Superradiant atoms could push the boundaries of how precisely time can be measured

Superradiant atoms can help us measure time more precisely than ever. In a recent study, researchers from the University of Copenhagen present a new method for measuring the time interval, the second, mitigating some of the limitations that today's most advanced atomic clocks encounter. The result could have broad implications in areas such as space travel, volcanic eruptions and GPS systems.

The second is the most precisely defined unit of measurement, compared to other base units such as the kilogram, meter, and degree Kelvin. Time is currently measured by atomic clocks in different places around the world, which together, tell us what time it is. Using radio waves, atomic clocks continuously send signals that synchronize our computers, phones and wristwatches.
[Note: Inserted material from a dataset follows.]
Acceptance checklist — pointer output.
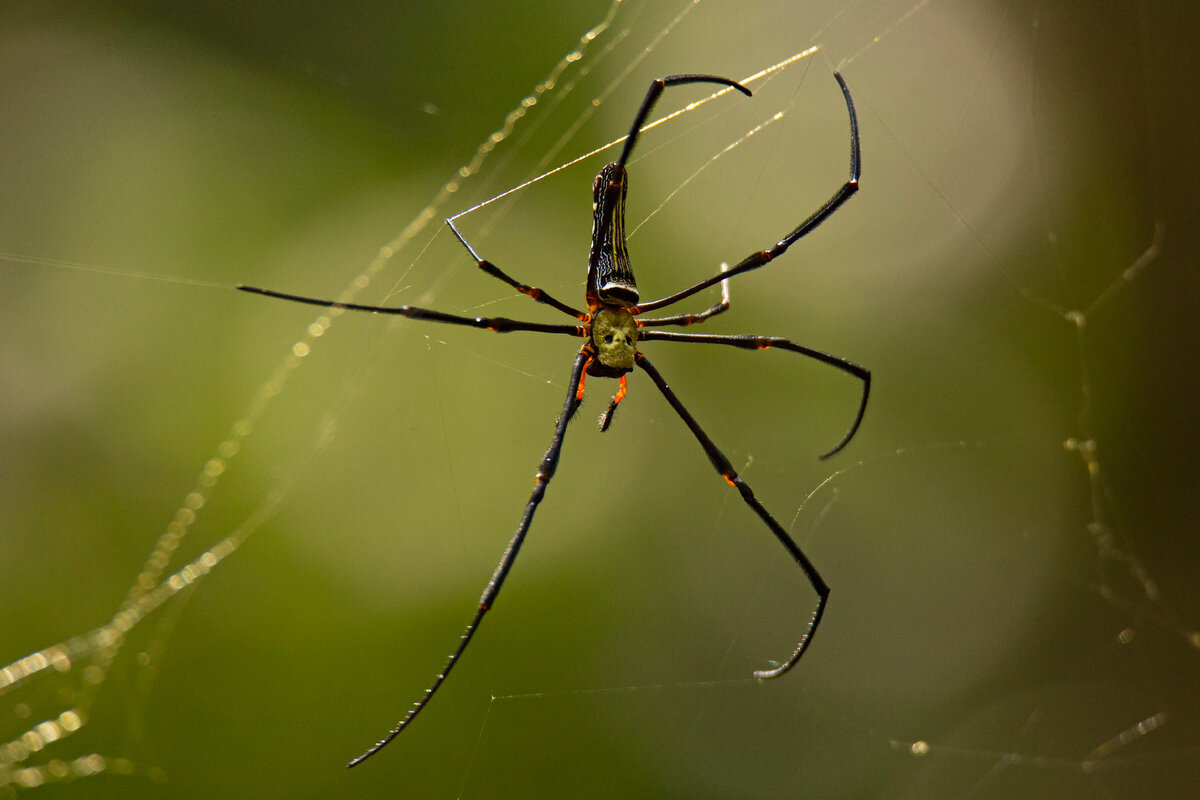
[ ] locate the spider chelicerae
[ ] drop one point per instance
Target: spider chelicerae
(612, 326)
Oscillations are the key to keeping time. In a grandfather clock, these oscillations are from a pendulum's swinging from side to side every second, while in an atomic clock, it is a laser beam which corresponds to an energy transition in strontium and oscillates about a million billion times per second.

But according to Ph.D. fellow Eliot Bohr from the Niels Bohr Institute—great-grandson of Niels Bohr—even atomic clocks could become more precise. This is because the detection laser, used by most modern atomic clocks to read the oscillation of atoms, heats up the atoms so much that they escape—which degrades precision.
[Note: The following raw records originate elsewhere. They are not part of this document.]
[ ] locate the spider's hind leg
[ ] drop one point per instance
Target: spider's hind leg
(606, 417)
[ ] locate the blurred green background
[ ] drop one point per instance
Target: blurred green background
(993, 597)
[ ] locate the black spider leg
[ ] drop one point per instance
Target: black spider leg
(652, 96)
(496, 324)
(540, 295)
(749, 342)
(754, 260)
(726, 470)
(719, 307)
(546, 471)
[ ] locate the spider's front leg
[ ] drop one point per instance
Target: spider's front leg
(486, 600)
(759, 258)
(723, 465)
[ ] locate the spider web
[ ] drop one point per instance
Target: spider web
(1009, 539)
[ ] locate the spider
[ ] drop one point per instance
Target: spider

"Because the atoms constantly need to be replaced with fresh new atoms, while new atoms are being prepared, the clock loses time ever so slightly. Therefore, we are attempting to overcome some of the current challenges and limitations of the world's best atomic clocks by, among other things, reusing the atoms so that they don't need to be replaced as often," explains Bohr who was employed at the Niels Bohr Institute when he did the research, but who is now Ph.D. fellow at the University of Colorado.

He is the lead author of a new study published in the journal Nature Communications, which uses an innovative and perhaps more efficient way of measuring time.
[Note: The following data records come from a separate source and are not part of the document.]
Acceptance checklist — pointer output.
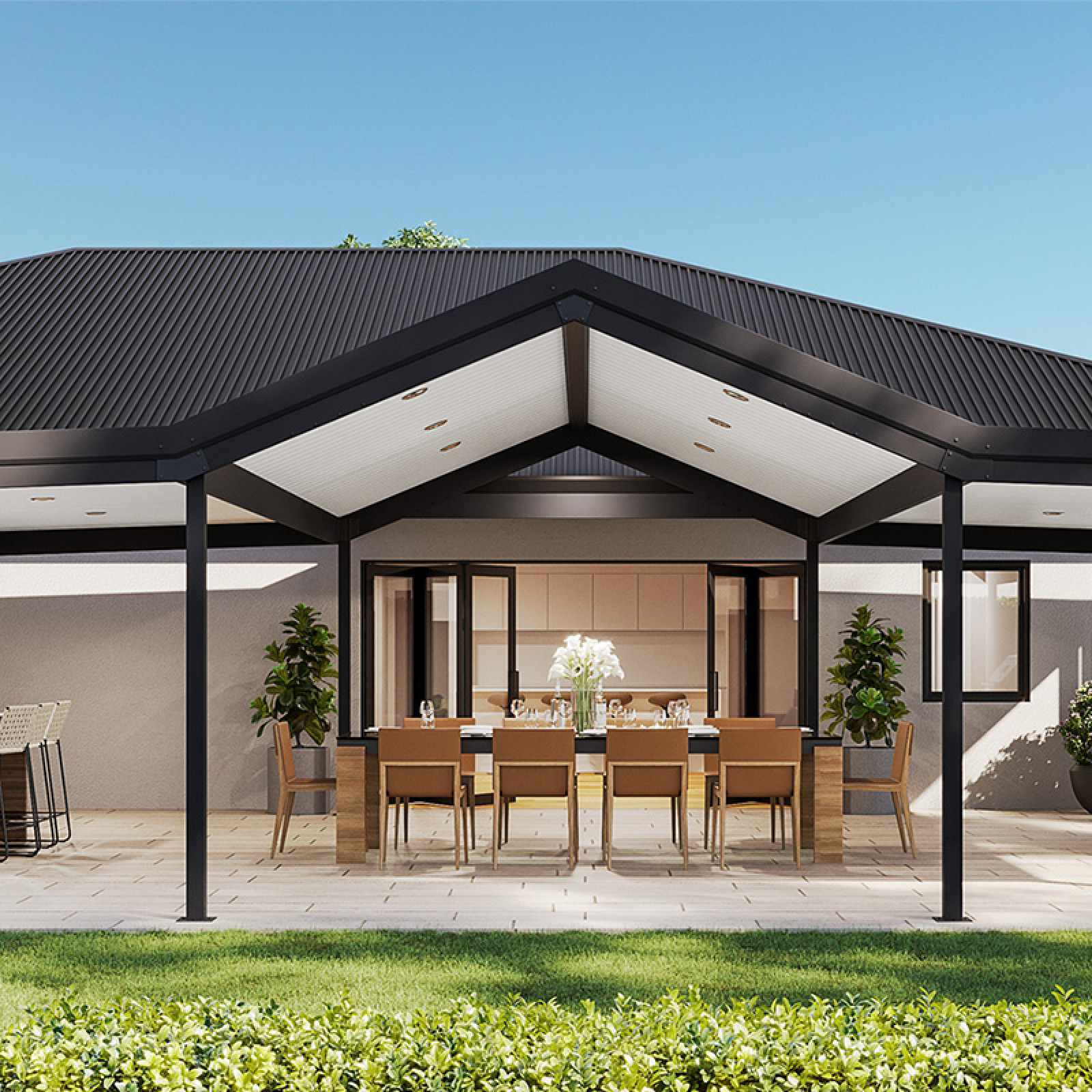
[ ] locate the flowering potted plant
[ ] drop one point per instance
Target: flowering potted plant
(1076, 732)
(584, 663)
Superradiance and cooling to absolute zero

The current methodology consists of a hot oven that spits roughly 300 million strontium atoms into an extraordinarily chilly ball of cold atoms known as a magneto-optical trap, or MOT. The temperature of these atoms is approximately -273°C—very near absolute zero—and there are two mirrors with a light field in between them to enhance the atomic interactions. Together with his research colleagues, Bohr has developed a new method to read out the atoms.

"When the atoms land in the vacuum chamber, they lie completely still because it is so cold, which makes it possible to register their oscillations with the two mirrors at opposing ends of the chamber," explains Bohr.

The reason why the researchers don't need to heat the atoms with a laser and destroy them is thanks to a quantum physical phenomenon known as "superradiance." The phenomenon occurs when the group of strontium atoms is entangled and at the same time emits light in the field between the two mirrors.

"The mirrors cause the atoms to behave as a single unit. Collectively, they emit a powerful light signal that we can use to read out the atomic state, a crucial step for measuring time. This method heats up the atoms minimally, so It all happens without replacing the atoms, and this has the potential to make it a more precise measurement method," explains Bohr.

GPS, space missions and volcanic eruptions

According to Bohr, the new research result may be beneficial for developing a more accurate GPS system. Indeed, the roughly 30 satellites that constantly circle Earth and tell us where we are need atomic clocks to measure time.

"Whenever satellites determine the position of your phone or GPS, you are using an atomic clock in a satellite. The precision of the atomic clocks is so important that If that atomic clock is off by a microsecond, it means an inaccuracy of about 100 meters on the Earth's surface," explains Bohr.

Future space missions are another area where the researcher foresees more precise atomic clocks making a significant impact.

"When people and crafts are sent out into space, they venture even further away from our satellites. Consequently, the requirements for precise time measurements to navigate in space are much greater," he says.

The result could also be helpful in the development of a new generation of smaller, portable atomic clocks that could be used for more than "just" measuring time.

"Atomic clocks are sensitive to gravitational changes and can therefore be used to detect changes in Earth's mass and gravity, and this could help us predict when volcanic eruptions and earthquakes will occur," says Bohr.

Bohr emphasizes that while the new method using superradiant atoms is very promising, it is still a "proof of concept" which needs further refinement.

The research was conducted by the team of Jörg Helge Müller and Jan Thomsen at the Niels Bohr Institute, in collaboration with Ph.D. students Sofus Laguna Kristensen and Julian Robinson-Tait, and postdoc Stefan Alaric Schäffer. The project also included contributions from theorists Helmut Ritsch and Christoph Hotter from the University of Innsbruck, as well as Tanya Zelevinsky from Columbia University. This work underscores the importance of international collaboration in the sciences.